Following this came the period of construction and organization, when the administration of the order applied itself to the adjustment of its political machinery, and its agents began to make the principles of the organization known through many States. In a large number of our important cities the seed thus sown produced great results, and councils numbering as high as 3,000 in membership were to be found in such cities as Chicago, Detroit, Minneapolis, Cleveland, etc. Then followed a series of sharp, decisive political victories for tie order, which surprised the oldest of political campaigners. At this time the organization had little or no following in the South, and as the Democratic party in the North was too closely affiliated with the Papist vote. the result was that the majority of the nominees of the association were nominally Republican, Prohibition, or Populist, although numberless instances might be cited where worthy Democrats were singled out of a slate that was unworthy as a whole, and elected to offices of trust by the enormous majorities which the A. P. A. vote gave.

Although between the years 1890 and 1893 the initiated membership of the order never exceeded 70,000, and was scattered but sparsely through less than twenty States, it was a period of undoubted health and usefulness from the fact that affiliation with the order was rather a disadvantage than an advantage, as it attracted to its ranks the disinterested almost exclusively.
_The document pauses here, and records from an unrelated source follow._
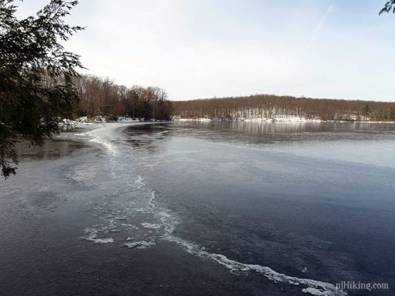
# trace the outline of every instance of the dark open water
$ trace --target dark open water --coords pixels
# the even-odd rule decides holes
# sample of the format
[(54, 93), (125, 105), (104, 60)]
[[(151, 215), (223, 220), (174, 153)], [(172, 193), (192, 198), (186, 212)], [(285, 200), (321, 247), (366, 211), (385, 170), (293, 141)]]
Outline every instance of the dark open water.
[(390, 124), (62, 133), (0, 181), (1, 295), (393, 295), (394, 145)]

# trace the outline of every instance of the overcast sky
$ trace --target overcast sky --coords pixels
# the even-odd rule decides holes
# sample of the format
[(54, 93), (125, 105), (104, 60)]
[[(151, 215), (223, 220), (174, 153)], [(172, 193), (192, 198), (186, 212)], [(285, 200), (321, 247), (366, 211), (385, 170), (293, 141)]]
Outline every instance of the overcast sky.
[[(15, 1), (19, 17), (49, 0)], [(255, 93), (395, 101), (386, 0), (80, 0), (67, 49), (170, 100)]]

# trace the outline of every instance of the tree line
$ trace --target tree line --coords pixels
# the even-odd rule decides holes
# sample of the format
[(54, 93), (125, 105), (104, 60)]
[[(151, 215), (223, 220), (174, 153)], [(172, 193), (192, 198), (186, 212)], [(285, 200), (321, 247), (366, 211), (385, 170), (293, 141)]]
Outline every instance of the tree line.
[(395, 102), (313, 99), (255, 95), (173, 102), (173, 115), (181, 118), (238, 120), (247, 118), (300, 116), (322, 120), (395, 121)]
[(159, 120), (171, 117), (172, 103), (166, 91), (159, 87), (126, 87), (94, 75), (75, 77), (73, 84), (79, 98), (75, 116), (103, 115), (112, 120), (119, 116)]

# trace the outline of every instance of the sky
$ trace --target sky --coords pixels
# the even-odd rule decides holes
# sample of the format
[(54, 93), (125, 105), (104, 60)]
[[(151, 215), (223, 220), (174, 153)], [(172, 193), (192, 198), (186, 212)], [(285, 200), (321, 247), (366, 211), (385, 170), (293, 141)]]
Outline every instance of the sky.
[[(49, 0), (15, 1), (18, 17)], [(184, 100), (256, 93), (395, 101), (386, 0), (80, 0), (82, 73)]]

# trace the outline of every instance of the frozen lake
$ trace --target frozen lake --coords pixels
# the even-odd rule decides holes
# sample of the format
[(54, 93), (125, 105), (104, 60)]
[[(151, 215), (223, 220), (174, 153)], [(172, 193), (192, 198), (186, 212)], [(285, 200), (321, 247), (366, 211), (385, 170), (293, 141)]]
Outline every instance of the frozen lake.
[(391, 124), (63, 133), (0, 181), (1, 295), (392, 295), (394, 147)]

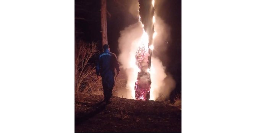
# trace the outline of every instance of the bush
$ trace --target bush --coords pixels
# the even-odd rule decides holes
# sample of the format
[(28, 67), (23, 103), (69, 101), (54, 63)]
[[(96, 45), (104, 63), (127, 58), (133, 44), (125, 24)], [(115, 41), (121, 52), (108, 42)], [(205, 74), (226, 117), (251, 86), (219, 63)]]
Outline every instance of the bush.
[(77, 58), (75, 61), (75, 93), (92, 94), (102, 90), (101, 80), (96, 74), (95, 66), (90, 59), (99, 53), (96, 44), (78, 43)]

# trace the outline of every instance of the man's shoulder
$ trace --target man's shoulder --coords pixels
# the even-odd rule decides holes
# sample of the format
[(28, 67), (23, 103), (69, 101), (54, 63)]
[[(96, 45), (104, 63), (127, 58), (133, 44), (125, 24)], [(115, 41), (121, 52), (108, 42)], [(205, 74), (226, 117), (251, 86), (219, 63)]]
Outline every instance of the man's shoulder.
[(116, 55), (115, 54), (112, 52), (110, 52), (110, 53), (113, 57), (117, 57), (117, 55)]
[(103, 55), (105, 55), (112, 56), (112, 53), (109, 52), (104, 52), (101, 53), (101, 54), (100, 54), (99, 57), (100, 58)]

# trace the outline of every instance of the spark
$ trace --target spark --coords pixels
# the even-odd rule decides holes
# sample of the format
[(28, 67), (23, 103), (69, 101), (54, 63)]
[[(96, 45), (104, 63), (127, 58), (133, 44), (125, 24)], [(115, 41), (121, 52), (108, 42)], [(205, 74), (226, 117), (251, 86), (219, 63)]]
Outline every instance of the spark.
[(156, 32), (155, 32), (153, 34), (153, 39), (155, 38), (155, 37), (156, 37), (156, 36), (157, 34), (157, 33), (156, 33)]
[(149, 69), (149, 68), (147, 68), (147, 72), (148, 73), (150, 73), (150, 69)]
[(152, 0), (152, 5), (153, 5), (153, 6), (155, 7), (155, 0)]
[(153, 45), (151, 45), (149, 47), (149, 49), (151, 50), (153, 50), (154, 49), (154, 46)]

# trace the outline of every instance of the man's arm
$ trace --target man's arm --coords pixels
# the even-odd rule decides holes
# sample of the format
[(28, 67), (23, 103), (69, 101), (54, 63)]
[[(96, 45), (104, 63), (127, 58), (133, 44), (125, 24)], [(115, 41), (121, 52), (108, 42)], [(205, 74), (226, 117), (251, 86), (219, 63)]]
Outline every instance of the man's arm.
[(114, 65), (115, 66), (115, 68), (117, 70), (117, 74), (118, 74), (119, 73), (119, 71), (120, 71), (120, 68), (119, 67), (119, 63), (118, 62), (118, 60), (117, 60), (117, 57), (115, 54), (114, 54), (115, 55), (115, 60), (114, 62)]
[(98, 76), (98, 78), (100, 76), (100, 58), (99, 57), (98, 60), (96, 61), (96, 74)]

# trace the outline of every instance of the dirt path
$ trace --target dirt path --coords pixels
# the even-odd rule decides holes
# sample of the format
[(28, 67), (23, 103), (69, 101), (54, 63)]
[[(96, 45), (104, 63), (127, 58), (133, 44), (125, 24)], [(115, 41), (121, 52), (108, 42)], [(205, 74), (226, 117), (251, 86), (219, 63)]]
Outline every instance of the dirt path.
[(75, 132), (181, 132), (181, 110), (163, 102), (75, 96)]

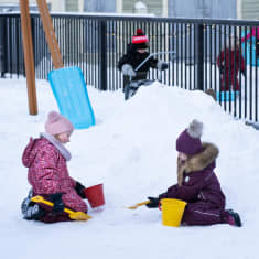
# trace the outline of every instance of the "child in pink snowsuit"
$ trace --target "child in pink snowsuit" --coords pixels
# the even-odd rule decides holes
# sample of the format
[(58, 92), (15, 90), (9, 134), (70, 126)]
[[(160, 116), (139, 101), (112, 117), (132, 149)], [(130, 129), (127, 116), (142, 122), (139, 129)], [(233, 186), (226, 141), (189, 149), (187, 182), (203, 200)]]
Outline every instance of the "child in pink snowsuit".
[[(68, 119), (52, 111), (45, 122), (45, 132), (39, 139), (31, 139), (26, 145), (22, 162), (29, 168), (28, 180), (32, 192), (22, 203), (25, 219), (45, 223), (71, 220), (64, 207), (87, 212), (83, 201), (85, 186), (69, 176), (66, 165), (72, 157), (64, 144), (69, 142), (73, 130)], [(32, 203), (31, 197), (35, 195), (53, 202), (54, 207)]]
[(259, 57), (259, 26), (257, 28), (253, 26), (251, 29), (251, 32), (247, 33), (247, 36), (241, 39), (241, 42), (245, 42), (246, 39), (249, 40), (252, 36), (256, 37), (256, 55), (258, 58)]
[(159, 197), (148, 197), (149, 208), (158, 207), (162, 198), (177, 198), (187, 203), (183, 225), (213, 225), (218, 223), (241, 226), (233, 209), (225, 209), (225, 195), (214, 172), (218, 149), (201, 142), (203, 123), (193, 120), (176, 140), (177, 184)]

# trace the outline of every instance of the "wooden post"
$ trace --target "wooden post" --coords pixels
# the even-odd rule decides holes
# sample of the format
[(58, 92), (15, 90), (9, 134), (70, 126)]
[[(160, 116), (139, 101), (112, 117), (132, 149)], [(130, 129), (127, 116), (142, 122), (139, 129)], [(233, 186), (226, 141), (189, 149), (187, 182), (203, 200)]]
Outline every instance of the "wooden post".
[(47, 45), (52, 55), (52, 62), (53, 62), (54, 68), (55, 69), (61, 68), (64, 65), (62, 62), (62, 55), (61, 55), (60, 46), (56, 40), (56, 34), (53, 28), (52, 19), (47, 9), (46, 0), (36, 0), (36, 2), (37, 2), (37, 8), (41, 14)]
[(35, 68), (33, 58), (32, 28), (29, 11), (29, 0), (20, 0), (20, 10), (22, 24), (22, 43), (26, 73), (29, 111), (30, 115), (37, 115)]

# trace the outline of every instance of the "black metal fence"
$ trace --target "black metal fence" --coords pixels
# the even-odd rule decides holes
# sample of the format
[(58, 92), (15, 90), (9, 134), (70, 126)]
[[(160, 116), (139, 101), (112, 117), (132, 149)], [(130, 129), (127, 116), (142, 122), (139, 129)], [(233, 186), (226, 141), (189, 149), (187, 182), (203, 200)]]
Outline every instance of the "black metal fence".
[[(40, 15), (31, 14), (36, 78), (53, 69)], [(52, 14), (65, 66), (79, 66), (87, 85), (122, 87), (119, 58), (138, 28), (150, 53), (170, 64), (162, 82), (185, 89), (213, 88), (225, 110), (258, 121), (259, 21)], [(2, 77), (24, 75), (19, 13), (0, 14)], [(151, 79), (158, 71), (151, 69)], [(229, 100), (228, 100), (229, 98)]]

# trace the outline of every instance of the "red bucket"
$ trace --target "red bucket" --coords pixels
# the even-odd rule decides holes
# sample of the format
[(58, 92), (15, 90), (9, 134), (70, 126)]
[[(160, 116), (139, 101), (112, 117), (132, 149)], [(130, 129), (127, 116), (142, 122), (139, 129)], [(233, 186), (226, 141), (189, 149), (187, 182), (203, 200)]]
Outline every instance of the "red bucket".
[(102, 183), (85, 188), (84, 192), (85, 192), (86, 198), (88, 199), (93, 208), (105, 205)]

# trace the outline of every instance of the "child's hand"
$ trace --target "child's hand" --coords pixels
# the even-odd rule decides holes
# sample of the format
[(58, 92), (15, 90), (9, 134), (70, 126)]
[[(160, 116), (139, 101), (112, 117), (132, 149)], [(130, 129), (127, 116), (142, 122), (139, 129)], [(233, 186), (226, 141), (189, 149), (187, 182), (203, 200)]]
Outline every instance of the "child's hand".
[(158, 197), (148, 197), (150, 203), (145, 204), (148, 208), (155, 208), (159, 207), (159, 198)]
[(82, 198), (86, 198), (86, 195), (85, 195), (85, 190), (86, 187), (80, 184), (79, 182), (76, 182), (76, 186), (75, 186), (75, 190), (76, 190), (76, 193), (82, 197)]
The year 1893, however, showed such remarkable success for the order in the political field that the conditions changed and the ambitions politician suddenly awoke to the realization that baptism in A. P. A. water was attended [124] with pleasant and profitable political consequences.

In the two years that followed the order planted itself firmly in every State and Territory in the Union, and was instrumental in overturning the entire political machinery in New York, Massachusetts, Michigan, Missouri, Tennessee, Kentucky, Ohio, and Iowa, and of California, Minnesota, Pennsylvania. Wisconsin, Washington, and Oregon, in part. With these victories commenced a general policy of active aggression, and the negative tactics of the organization were practically abandoned. The opening of the Fifty-fourth Congress demonstrated the power of the organization in the political field as no event had previously done. Nearly one hundred members of the House of Representatives were elected to office pledged to support the platform of the order, either as a whole or in part, while several members of the Senate were elected under similar conditions. It would be as unfair as it is untrue to assert that the great majority of these were honestly the friends of the American Protective Association or imbued with the principles of the organization. On the contrary, it is admitted, even although their subsequent conduct had not plainly revealed the fact, that many accepted A. P. A. principles as a means to the end of obtaining A. P. A. votes, and lost no time in repudiating the principles when their political interests suggested the repudiation.

The American Protective Association is the strongest political force that the Western world ever knew. It grew from the parent stem of pure motives and patriotism. It is intensely human, and therefore very imperfect; yet, imperfect as it is, there is nothing like it in the world. It holds the political balance of power in the United States, with its membership of nearly 2,500,000 persons, who influence at least 4,000,000 votes.